»Herr Pfarrer,« sagte Leonce, »es thut mir zu leid, Sie stören zu müssen. Ich weiß, daß wann der Priester im Lesen seines Breviers unterbrochen wird, er wieder von vorn anfangen muß, und wäre er auf der zweitletzten Seite. Ich sehe indeß mit Vergnügen, daß Sie bloß auf der zweitersten sind, und der Grund, welcher mich zu Ihnen führt, ist so dringend, daß ich mich Ihrer Barmherzigkeit empfehle, um meine Unbescheidenheit zu entschuldigen.«
Der Pfarrer stieß einen Seufzer aus, schloß sein Brevier, nahm die Brille ab und seine großen blauen, keineswegs geistlosen Augen zu Leonce aufschlagend, sagte er:
»Mit wem habe ich die Ehre zu sprechen?’
»Mit einem jungen, aufrichtigen Manne, der Ihnen einen sehr zarten Fall vortragen muß,« antwortete ernst Leonce. »Diesen Morgen überredete ich in höchster Unschuld eine junge Dame, die Sie in dem offenen Wagen da unten bemerken werden, mit mir eine Spazierfahrt in Ihrem hübschen Gebirge zu machen.

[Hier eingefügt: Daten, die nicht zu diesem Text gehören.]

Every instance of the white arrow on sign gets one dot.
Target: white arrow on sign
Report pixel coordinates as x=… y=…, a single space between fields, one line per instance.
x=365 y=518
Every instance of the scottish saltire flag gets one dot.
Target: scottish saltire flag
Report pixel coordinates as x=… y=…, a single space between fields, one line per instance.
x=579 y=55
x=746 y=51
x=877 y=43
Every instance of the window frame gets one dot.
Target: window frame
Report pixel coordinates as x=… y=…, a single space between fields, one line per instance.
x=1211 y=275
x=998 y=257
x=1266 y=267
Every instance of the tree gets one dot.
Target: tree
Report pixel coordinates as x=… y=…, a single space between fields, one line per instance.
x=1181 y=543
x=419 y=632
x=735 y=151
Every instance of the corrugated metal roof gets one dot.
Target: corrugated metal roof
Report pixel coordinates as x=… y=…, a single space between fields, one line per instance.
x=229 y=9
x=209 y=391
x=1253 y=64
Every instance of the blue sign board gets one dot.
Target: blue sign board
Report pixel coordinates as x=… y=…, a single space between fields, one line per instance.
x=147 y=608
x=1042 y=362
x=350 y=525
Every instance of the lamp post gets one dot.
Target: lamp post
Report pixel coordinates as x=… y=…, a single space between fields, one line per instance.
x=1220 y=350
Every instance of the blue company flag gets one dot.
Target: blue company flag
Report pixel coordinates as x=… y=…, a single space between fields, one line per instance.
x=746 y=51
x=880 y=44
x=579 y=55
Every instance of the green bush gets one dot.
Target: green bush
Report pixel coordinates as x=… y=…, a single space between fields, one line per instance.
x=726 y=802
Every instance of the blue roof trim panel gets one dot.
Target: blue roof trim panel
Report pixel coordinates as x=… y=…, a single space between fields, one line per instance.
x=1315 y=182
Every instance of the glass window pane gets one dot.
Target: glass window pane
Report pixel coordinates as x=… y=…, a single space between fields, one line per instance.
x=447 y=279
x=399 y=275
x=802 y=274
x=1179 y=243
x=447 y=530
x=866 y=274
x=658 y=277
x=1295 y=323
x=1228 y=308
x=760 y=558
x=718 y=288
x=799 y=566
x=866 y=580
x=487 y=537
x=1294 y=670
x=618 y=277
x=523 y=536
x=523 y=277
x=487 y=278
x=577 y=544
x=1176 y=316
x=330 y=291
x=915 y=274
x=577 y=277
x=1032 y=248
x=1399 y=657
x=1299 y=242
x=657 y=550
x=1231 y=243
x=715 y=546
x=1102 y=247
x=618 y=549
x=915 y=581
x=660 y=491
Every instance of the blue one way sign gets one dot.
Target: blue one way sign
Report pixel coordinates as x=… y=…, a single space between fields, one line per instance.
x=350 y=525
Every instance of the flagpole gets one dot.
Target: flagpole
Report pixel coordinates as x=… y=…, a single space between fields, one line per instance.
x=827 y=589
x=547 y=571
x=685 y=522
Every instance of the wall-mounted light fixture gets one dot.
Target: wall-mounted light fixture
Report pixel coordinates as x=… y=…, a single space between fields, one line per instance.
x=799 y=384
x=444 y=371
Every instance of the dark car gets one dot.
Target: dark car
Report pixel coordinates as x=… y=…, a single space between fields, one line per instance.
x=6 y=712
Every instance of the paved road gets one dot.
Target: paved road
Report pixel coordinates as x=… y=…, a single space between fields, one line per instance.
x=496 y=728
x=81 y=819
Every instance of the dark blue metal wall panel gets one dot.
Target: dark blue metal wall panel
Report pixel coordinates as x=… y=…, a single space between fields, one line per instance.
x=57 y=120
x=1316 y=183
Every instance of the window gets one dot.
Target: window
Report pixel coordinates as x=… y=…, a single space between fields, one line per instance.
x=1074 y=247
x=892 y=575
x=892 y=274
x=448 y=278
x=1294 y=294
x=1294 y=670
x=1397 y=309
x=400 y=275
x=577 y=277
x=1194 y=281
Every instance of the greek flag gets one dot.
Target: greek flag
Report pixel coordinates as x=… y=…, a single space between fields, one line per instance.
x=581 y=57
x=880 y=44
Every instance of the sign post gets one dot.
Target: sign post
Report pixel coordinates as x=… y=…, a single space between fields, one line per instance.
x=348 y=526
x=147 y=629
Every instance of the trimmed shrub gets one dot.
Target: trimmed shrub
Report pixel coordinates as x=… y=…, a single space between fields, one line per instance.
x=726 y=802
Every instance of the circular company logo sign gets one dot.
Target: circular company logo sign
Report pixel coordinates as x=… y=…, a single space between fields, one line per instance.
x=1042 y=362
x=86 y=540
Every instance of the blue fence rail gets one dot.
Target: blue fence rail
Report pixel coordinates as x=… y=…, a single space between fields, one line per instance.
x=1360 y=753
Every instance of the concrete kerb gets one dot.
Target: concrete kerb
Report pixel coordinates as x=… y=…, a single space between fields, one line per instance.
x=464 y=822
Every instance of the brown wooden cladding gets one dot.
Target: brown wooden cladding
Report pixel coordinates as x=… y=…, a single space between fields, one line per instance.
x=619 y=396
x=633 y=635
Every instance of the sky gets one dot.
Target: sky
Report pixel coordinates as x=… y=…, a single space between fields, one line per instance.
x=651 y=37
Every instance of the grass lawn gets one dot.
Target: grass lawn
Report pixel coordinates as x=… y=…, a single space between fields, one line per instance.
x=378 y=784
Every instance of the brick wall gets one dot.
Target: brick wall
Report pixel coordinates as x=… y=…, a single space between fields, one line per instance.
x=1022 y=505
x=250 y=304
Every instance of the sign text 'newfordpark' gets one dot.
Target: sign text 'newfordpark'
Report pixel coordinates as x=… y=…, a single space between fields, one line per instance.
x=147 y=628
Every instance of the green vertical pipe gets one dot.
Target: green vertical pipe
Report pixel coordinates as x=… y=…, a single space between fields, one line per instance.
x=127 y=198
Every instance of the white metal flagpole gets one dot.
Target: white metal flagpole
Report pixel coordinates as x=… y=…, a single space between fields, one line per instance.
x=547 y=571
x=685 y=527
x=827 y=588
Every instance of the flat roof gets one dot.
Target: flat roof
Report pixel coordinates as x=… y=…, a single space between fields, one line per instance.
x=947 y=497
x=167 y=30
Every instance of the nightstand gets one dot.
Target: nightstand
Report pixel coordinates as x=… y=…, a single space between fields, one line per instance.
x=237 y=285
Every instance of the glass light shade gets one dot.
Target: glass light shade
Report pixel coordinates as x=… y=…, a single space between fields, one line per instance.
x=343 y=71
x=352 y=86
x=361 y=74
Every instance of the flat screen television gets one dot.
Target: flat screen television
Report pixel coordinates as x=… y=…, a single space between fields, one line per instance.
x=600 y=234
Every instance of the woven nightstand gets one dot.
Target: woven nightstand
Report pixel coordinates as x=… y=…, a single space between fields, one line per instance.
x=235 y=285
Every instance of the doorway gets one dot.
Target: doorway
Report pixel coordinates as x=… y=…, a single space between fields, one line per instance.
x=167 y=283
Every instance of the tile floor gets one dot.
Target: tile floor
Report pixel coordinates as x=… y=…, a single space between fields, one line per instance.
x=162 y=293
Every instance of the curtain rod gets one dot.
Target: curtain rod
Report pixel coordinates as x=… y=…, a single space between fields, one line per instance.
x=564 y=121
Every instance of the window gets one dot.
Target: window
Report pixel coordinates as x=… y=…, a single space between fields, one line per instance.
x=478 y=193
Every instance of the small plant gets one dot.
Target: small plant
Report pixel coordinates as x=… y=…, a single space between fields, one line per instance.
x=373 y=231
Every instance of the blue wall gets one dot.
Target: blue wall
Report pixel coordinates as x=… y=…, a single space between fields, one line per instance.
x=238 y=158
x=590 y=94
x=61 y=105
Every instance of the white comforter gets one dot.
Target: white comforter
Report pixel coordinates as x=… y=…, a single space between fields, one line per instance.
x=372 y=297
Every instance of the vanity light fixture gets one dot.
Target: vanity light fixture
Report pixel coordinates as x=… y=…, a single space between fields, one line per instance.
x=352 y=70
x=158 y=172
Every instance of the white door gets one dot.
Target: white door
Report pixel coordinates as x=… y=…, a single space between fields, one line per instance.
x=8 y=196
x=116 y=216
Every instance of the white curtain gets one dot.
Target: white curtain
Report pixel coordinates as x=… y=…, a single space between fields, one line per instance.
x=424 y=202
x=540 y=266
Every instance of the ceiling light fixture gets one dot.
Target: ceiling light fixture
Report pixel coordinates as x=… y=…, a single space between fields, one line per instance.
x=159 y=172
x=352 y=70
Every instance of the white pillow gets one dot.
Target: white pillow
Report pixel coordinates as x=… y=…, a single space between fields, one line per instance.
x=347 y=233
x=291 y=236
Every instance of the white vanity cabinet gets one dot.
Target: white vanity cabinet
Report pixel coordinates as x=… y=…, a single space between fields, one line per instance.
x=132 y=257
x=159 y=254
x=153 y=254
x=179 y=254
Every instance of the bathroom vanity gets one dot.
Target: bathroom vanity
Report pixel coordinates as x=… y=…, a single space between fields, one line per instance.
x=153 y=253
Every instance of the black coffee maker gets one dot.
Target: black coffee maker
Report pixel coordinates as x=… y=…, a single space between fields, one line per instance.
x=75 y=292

Wir Beide sind mit den Sitten des Landes unbekannt; unsere Gefühle für einander sind die einer geschwisterlichen Freundschaft; die Dame verdient alle Achtung und Ehrerbietung; allein unterwegs stiegen ihr Bedenken auf, denen ich mich unterziehen mußte. Sie sagt, die Bewohner der Gegend könnten sich über sie aufhalten, wenn man sie so allein mit einem jungen Manne umherziehen sähe, und die Furcht, Skandal zu erregen, beherrscht nun ihr Gemüth so lebhaft, daß ich den glücklichen Zufall, der Sie uns entgegenführt, als eine Fügung des Himmels betrachte. Ich habe mich daher entschlossen, Sie für eine oder zwei Stunden um die Vergünstigung Ihrer Gesellschaft bei unserer Spazierfahrt zu bitten, oder daß Sie die Dame wenigstens mit mir nach Ihrer Wohnung zurückbegleiten möchten. Sie sind schon so gut, daß Sie eine liebenswürdige Person nicht einer wahrhaft erbaulichen Vergnügungspartie berauben wollen, da es sich für uns hauptsächlich darum handelt, den Ewigen in der Betrachtung seines Werkes, der schönen Natur, zu preisen.«
»Aber, mein Herr,« sagte der Pfarrer, welcher etwas Mißtrauen zeigte und den Wagen aufmerksam betrachtete, »Sie sind nicht allein, Sie haben ja noch zwei andere Personen bei Ihnen.«
»Es ist unsere Bedienung, die mitzunehmen ein instinktartiges Gefühl von Schicklichkeit uns veranlaßt hat.«
»Nun, dann sehe ich auch nicht, was Sie von bösen Zungen fürchten können. Man thut vor seinen Dienern nichts Böses.«
»Die Anwesenheit der Bedienten zählt im Sinne der Weltleute für Nichts.«
»Das zeigt allzu große Verachtung für Leute, die unsere Brüder sind.«
»Sie sprechen würdig, Herr Pfarrer, und ich bin Ihrer Meinung. Sie werden indeß zugeben, daß wie diese den Wagensitz einnehmen, man vermuthen könnte, ich schwatze zärtliche Dinge an die Dame hin und nehme ihr bisweilen die Hand, um sie verstohlen zu küssen.«
Der Pfarrer machte eine Bewegung des Schreckens, es geschah indeß nur der Form wegen, sein Gesicht verieth keine Bewegung. Er war über das Alter hinaus, wo glühende Gedanken den Priester quälen. Oder möglich wäre auch, daß er sich nicht immer dermaßen der Enthaltsamkeit beflissen, um das Leben zu hassen und das Glück zu verdammen. Leonce ergötzte sich, zu sehen, wie seine angeblichen Bedenken diesem Manne kindisch erschienen.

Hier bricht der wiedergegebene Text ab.